Web: Search Redesign (Research Phase)

 
 

Make it Scannable yet information-dense

Searching is one of our users’ most important goals. They find essential information and learn faster, and the company gets a bit of money in exchange. Win-win.

However, our search experience needed an overhaul. To lay the groundwork for a project of that scale, I surveyed 24 products, exploring the most common industry practices, and distilled 15 core patterns.

I studied 24 companies and distilled 15 patterns from their work.

I surveyed the industry and distilled 15 patterns that we could pull from.

The list of patterns may not make perfect sense outside the context of the project, but I will list them here:

  • Multi-field search input

  • Suggestions in the search box

  • Significant area given to filters

  • Browse categories

  • Category active state

  • Interstitial bar between box and results

  • Visually modular groupings

  • Content preview

  • Content tags

  • Dedicated page for content/creators

  • Take immediate action on results

  • Card-like search results

  • Search blows away nav

  • Linear search results

  • Contextual search

I categorized different screen captures and noted aspects that would be relevant for our work.


Identify the problem

Next, I ran baseline usability tests to understand how people were using the current tools. I also worked with our Customer Experience department to gather larger-scale data from the front lines. They offered up valuable anecdotal impressions, along with hundreds of user search-queries and user feedback that could have been a result of a confusing search UI.

I ran baseline usability tests to understand how people were using the current tools.
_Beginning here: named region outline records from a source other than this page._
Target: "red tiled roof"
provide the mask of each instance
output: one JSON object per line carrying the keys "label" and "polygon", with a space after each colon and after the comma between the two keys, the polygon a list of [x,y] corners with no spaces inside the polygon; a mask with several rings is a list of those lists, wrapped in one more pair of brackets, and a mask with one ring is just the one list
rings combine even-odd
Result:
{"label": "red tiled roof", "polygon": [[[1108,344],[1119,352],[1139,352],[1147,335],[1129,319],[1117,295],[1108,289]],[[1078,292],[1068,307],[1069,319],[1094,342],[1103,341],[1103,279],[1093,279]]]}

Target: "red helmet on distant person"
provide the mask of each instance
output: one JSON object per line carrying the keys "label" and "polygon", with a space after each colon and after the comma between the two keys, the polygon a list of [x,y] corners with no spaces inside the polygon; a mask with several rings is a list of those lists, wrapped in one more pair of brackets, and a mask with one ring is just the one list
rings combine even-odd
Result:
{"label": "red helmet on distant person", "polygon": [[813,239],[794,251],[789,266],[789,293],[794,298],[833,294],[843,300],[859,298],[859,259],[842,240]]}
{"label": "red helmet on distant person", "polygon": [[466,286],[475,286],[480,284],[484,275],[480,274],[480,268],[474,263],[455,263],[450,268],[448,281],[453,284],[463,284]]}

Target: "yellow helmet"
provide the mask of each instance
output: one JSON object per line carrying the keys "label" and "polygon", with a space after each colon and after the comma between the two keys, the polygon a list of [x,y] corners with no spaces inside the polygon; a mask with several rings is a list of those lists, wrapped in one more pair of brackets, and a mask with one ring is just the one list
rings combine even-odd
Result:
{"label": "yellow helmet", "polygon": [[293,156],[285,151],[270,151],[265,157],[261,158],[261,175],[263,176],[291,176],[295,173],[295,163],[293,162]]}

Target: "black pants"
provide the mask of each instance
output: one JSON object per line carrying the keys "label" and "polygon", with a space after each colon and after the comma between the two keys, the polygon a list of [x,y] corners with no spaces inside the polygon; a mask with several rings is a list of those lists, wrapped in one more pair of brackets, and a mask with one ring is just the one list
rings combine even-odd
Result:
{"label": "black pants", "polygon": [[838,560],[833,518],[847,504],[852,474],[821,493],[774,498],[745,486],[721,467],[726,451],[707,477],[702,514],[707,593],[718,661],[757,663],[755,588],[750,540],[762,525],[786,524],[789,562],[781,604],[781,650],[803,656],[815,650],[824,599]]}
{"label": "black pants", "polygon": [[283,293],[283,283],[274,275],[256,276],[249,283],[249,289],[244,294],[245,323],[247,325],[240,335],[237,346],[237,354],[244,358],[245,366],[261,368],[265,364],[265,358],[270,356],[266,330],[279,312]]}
Customer Experience found hundreds of user search-queries, along with UI-related feedback.

After studying those data, our team understood that our problem was the result of one of our greatest strengths. StudyBlue’s repository was extremely well-tagged, but the tagging hierarchy also made it difficult for the system to serve the most relevant results. Some good results got buried, while less relevant ones showed up prominently. Resolving this tagging hierarchy problem became our North Star for the project.

Using those data, our team developed a North Star for the project.

We obviously needed to refine the search algorithm, but as a designer I wanted to make sure users could quickly navigate through layers of relevant results.  I made a fancy diagram to demonstrate our situation.

using new tools

Armed with a clear vision of the problem, along with an arsenal of strong patterns to help solve it, I began designing the new search experience for StudyBlue. Since this involved brand new UI, I wireframed at first, and worked my way up to higher fidelity. As I worked, I chose patterns from the list and incorporated them where they were relevant.

Solutions and upgrades

In order to make it easier for users to scan results, I incorporated previews. Users would no longer have to click to see what a deck contained. Metadata was more scannable, and users could now begin studying directly from the search page.

The system showed results based on categories, but sometimes the best results would be in a lower category. Of course, the ideal solution would have been a more exact algorithm that didn't make users dig. But a temporary solution was to let users to collapse categories, in order to quickly traverse the line of results.

Unfortunately other priorities took precedence and the project was shelved near the finish line. Towards the end, I was working out the final visual refinements.

Looking toward improving it, I would simplify the look. There is a lot of detail, perhaps more than students might find useful in the context of a search. They do not need all the metadata included here.

Interestingly, many of my decisions were validated months later, when a major competitor independently launched a very similar style of search results.

This research and work will still be useful down the road when StudyBlue decides to tackle it again.